Is it not true that ... among communities of similar people in a similar stage of civilization, the most densely populated community is also the richest? ... Where will you find wealth devoted with the most lavishness to non-productive use -- costly buildings, fine furniture, luxurious equipages, statues, pictures, pleasure gardens and yachts? Is it not where population is densest rather than where it is sparsest? Where will you find in largest proportion those whom the general production suffices to keep without productive labor on their part -- men of income and of elegant leisure, thieves, policemen, menial servants, lawyers, men of letters, and the like?
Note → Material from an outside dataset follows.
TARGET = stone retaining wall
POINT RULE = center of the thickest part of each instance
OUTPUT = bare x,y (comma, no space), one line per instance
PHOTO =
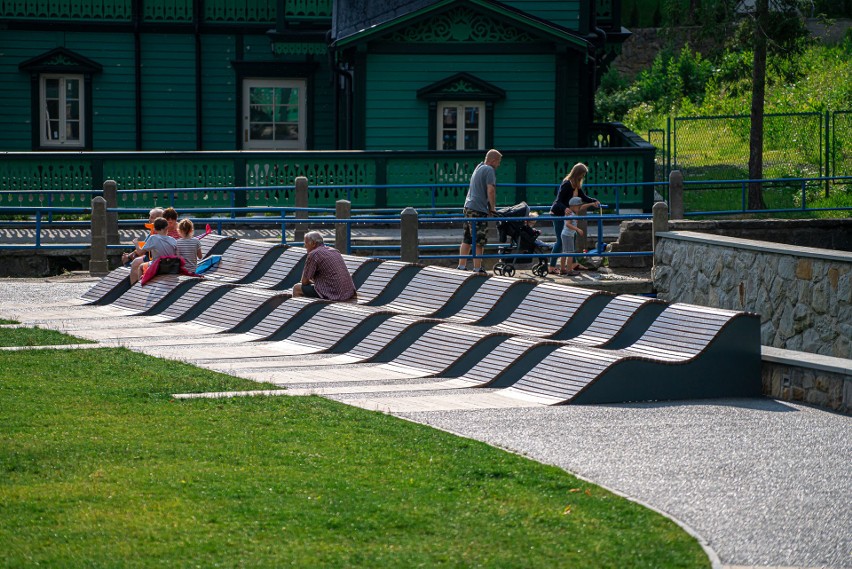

Is it not where population is dense rather than where it is sparse?


The problem, as Henry George pointed out, was not overpopulation but maldistribution. He proposed a solution to this problem.

Both in theory and (limited) practice, I believe his ideas are borne out.
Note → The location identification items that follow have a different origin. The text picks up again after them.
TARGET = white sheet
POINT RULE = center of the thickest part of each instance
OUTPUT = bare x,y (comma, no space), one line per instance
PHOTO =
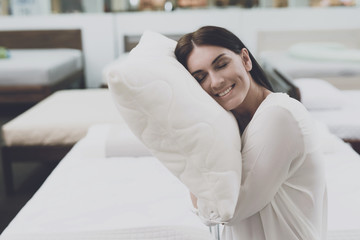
91,197
39,66
88,197
62,118
344,122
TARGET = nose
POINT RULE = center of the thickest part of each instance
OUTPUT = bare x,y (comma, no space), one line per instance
216,82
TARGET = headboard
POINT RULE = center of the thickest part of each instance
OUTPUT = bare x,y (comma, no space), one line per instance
282,40
66,38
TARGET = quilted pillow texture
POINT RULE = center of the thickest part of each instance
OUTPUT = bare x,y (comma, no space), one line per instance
191,135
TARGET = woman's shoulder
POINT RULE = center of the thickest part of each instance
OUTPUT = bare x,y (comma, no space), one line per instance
284,104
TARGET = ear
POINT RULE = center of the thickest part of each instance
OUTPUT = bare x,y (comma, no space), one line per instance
246,59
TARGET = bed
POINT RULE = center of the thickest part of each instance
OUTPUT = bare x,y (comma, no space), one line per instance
98,191
332,55
338,109
40,62
48,130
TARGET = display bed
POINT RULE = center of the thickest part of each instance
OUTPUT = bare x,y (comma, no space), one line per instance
91,196
95,193
332,55
40,63
338,109
47,131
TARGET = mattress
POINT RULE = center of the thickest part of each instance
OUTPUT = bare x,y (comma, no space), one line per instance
89,196
28,67
343,121
61,119
302,68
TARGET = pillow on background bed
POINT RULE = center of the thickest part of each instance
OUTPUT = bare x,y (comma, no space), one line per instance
192,136
317,94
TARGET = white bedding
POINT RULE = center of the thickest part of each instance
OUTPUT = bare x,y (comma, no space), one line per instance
89,196
39,66
302,68
343,122
192,135
62,118
338,109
This is a good article on Georgism from the biblical angle.

Anonymous said...

This writer does not understand sustainability or the ongoing decimation of the earth's macro-ecological function. We need to reduce the global population (and perhaps most importantly the US population) in order to regain sustainability before it's too late. Not to mention most Americans would prefer not to lose any more of our beautiful rural and wild places to the ever-expanding development which population growth requires. While everyone is self-righteously shouting their emotional catch-phrases about love and neighbors the planet is burning up. What happened to reason and logic and the big picture?

Joel Monka said...

Anonymous, This writer *does* understand sustainability- I address it in my posts sustainibility and sustainibility: resources

Anonymous said...

If you understood sustainability and the ecological functions that have made the earth livable for humans, moderating temperatures, etc., you would realize that overpopulation is the main driver of the eco-crisis. Just to take one issue, the rapid and accelerating loss of biodiversity going on right now is essentially a function of human overpopulation. And it is happening here in our moderately overpopulated U.S. as well as in radically overpopulated (and therefore less livable) countries like India and China. But yay for population growth! Yay for rampant immigration, large families, and more and more development! We love diversity! We love the stranger! We are better than the bad, mean people who want to preserve an ecologically secure, livable and beautiful world and country for their 2.0 children. But we also give lip service to environmental issues, because we are totally illogical!

Joel Monka said...

I notive you didn't address any of the points I made in the posts about sustainability.